After more than twenty-five years in Valencia, we know which buildings have problems. We remember which streets flooded and when. We know which agents inflate prices by 15% as standard and we know which ones can be trusted to work with. We've sat in the community meetings and heard the arguments about the lift maintenance. We know what the town hall is planning before it hits the local newspaper.
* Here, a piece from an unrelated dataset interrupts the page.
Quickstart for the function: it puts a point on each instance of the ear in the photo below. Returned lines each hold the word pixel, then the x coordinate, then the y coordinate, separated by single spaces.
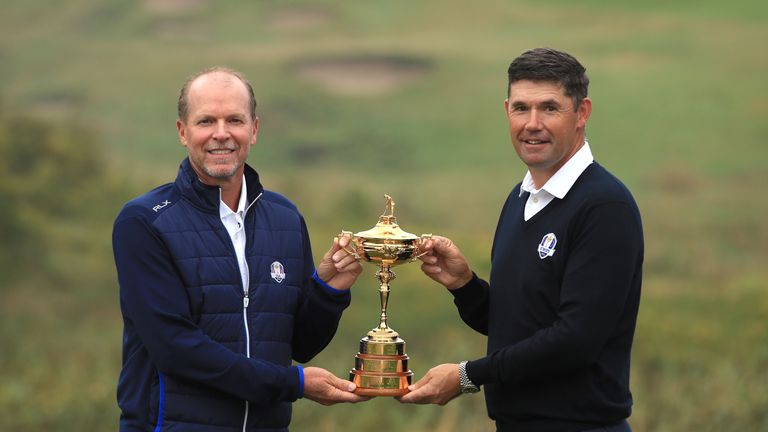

We also hear about properties before they reach the portals. Owners who want to sell quietly, they don't want the neighbours to know. Off-market opportunities that never get photographed and listed. The kind of thing that only surfaces through local relationships built over decades.
None of that shows up on Idealista.
The Bottom Line
Use the portals by all means, they are an essential part of the puzzle but... use them to do your research. Use them to learn the neighbourhoods, to understand the pricing, to get excited about the possibilities. We genuinely encourage it, we'll even ask you to send us any favourites so we can see the type of things you are attracted to.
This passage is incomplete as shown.